Seems pretty straight forward so far, but I am running into this exception which seems to be about trying to parse non-int value into a int field.

Here is the exception I am getting:

  at org.apache.spark.sql.catalyst.encoders.ExpressionEncoder.toRow(ExpressionEncoder.scala:290)
  at org.apache.spark.sql.SparkSession$$anonfun$3.apply(SparkSession.scala:573)
  at org.apache.spark.sql.SparkSession$$anonfun$3.apply(SparkSession.scala:573)
  at scala.collection.Iterator$$anon$11.next(Iterator.scala:409)
  at scala.collection.Iterator$$anon$11.next(Iterator.scala:409)
  at org.apache.spark.sql.catalyst.expressions.GeneratedClass$GeneratedIterator.processNext(Unknown Source)
  at org.apache.spark.sql.execution.BufferedRowIterator.hasNext(BufferedRowIterator.java:43)
  at org.apache.spark.sql.execution.WholeStageCodegenExec$$anonfun$8$$anon$1.hasNext(WholeStageCodegenExec.scala:395)
  at org.apache.spark.sql.execution.datasources.FileFormatWriter$SingleDirectoryWriteTask.execute(FileFormatWriter.scala:315)
  at org.apache.spark.sql.execution.datasources.FileFormatWriter$$anonfun$org$apache$spark$sql$execution$datasources$FileFormatWriter$$executeTask$3.apply(FileFormatWriter.scala:258)
  at org.apache.spark.sql.execution.datasources.FileFormatWriter$$anonfun$org$apache$spark$sql$execution$datasources$FileFormatWriter$$executeTask$3.apply(FileFormatWriter.scala:256)
  at org.apache.spark.util.Utils$.tryWithSafeFinallyAndFailureCallbacks(Utils.scala:1375)
  at org.apache.spark.sql.execution.datasources.FileFormatWriter$.org$apache$spark$sql$execution$datasources$FileFormatWriter$$executeTask(FileFormatWriter.scala:261)
  ... 8 more
Caused by: java.lang.RuntimeException: java.lang.String is not a valid external type for schema of int
  at org.apache.spark.sql.catalyst.expressions.GeneratedClass$SpecificUnsafeProjection.evalIfFalseExpr22$(Unknown Source)
  at org.apache.spark.sql.catalyst.expressions.GeneratedClass$SpecificUnsafeProjection.apply_9$(Unknown Source)
  at org.apache.spark.sql.catalyst.expressions.GeneratedClass$SpecificUnsafeProjection.apply(Unknown Source)
  at org.apache.spark.sql.catalyst.encoders.ExpressionEncoder.toRow(ExpressionEncoder.scala:287)
  ... 20 more

Am I doing something wrong when applying the schema to the data frame?

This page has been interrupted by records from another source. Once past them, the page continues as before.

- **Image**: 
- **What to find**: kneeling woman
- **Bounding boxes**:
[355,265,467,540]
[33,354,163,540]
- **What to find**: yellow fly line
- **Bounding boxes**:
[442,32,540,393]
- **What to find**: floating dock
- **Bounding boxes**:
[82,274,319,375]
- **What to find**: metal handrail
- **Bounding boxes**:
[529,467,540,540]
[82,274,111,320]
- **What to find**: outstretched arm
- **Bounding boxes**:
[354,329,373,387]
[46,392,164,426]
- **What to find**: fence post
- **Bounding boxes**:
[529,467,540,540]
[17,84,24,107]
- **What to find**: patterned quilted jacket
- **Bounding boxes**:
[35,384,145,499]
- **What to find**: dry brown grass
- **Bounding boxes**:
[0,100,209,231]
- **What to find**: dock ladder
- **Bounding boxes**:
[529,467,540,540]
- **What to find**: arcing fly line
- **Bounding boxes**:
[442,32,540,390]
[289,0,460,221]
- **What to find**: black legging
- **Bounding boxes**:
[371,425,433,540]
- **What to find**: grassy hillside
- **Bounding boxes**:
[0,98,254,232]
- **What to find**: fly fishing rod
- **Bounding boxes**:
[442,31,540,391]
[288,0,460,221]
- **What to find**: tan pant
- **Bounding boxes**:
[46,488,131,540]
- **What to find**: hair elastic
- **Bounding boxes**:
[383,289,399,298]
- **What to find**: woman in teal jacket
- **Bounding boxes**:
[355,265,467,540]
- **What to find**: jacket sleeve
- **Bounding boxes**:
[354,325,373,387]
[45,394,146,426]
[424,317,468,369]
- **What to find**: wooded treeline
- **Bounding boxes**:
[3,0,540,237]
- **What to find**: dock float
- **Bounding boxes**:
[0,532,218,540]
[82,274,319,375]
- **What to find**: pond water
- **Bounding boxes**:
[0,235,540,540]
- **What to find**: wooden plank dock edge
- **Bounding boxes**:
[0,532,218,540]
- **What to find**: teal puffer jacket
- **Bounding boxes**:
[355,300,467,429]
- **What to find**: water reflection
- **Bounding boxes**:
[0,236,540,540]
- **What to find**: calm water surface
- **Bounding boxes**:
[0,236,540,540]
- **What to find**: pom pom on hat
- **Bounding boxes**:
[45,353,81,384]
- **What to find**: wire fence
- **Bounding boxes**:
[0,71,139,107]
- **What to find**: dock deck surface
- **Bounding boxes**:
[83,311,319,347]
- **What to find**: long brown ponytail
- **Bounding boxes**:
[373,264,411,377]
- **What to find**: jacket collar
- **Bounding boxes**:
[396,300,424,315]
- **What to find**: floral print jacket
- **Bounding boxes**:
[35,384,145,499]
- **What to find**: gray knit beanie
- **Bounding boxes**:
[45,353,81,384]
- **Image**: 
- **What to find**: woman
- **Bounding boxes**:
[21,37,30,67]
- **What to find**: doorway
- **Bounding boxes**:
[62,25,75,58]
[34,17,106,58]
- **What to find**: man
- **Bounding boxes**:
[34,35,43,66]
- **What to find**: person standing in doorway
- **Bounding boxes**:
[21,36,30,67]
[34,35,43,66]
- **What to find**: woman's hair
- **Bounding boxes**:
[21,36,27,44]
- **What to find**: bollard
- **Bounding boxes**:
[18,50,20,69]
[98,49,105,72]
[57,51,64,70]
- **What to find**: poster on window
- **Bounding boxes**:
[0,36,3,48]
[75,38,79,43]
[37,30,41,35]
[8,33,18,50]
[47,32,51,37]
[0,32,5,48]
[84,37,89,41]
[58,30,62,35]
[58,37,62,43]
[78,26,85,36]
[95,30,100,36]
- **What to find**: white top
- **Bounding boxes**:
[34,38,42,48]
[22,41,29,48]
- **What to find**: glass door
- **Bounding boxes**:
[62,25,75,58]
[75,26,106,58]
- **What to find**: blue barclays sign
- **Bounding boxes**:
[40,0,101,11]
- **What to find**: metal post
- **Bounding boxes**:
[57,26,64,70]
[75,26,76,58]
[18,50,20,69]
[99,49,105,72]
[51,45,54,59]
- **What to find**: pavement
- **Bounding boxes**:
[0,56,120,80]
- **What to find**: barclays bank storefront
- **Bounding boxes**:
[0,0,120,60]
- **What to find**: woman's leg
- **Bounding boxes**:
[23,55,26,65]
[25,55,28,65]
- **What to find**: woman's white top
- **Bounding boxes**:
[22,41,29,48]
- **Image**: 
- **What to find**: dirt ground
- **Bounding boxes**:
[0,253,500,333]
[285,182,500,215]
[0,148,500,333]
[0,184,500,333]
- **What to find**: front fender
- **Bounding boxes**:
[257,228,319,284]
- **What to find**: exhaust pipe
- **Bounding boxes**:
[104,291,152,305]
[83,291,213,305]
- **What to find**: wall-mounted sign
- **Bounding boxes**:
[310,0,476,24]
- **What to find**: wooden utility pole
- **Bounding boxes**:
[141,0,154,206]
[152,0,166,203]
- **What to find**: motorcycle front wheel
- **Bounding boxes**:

I tried using the "inferSchema" option in the "sqlContext.read.format", but that seems to be guessing the types incorrectly.

2
I really suggest you to try to use the inferSchema to build that - Thiago Baldim

2 Answers

1
votes

Instead of

val dataFrame = spark.createDataFrame(df.rdd, schema)

use:

val df = sqlContext.read
  .format("com.databricks.spark.csv")
  .option("header","true")
  .schema(schema)
  .load(...);
0
votes

Try comparing schema of df and custom schema , convert the datatype of the columns as it matches both schema column-data types.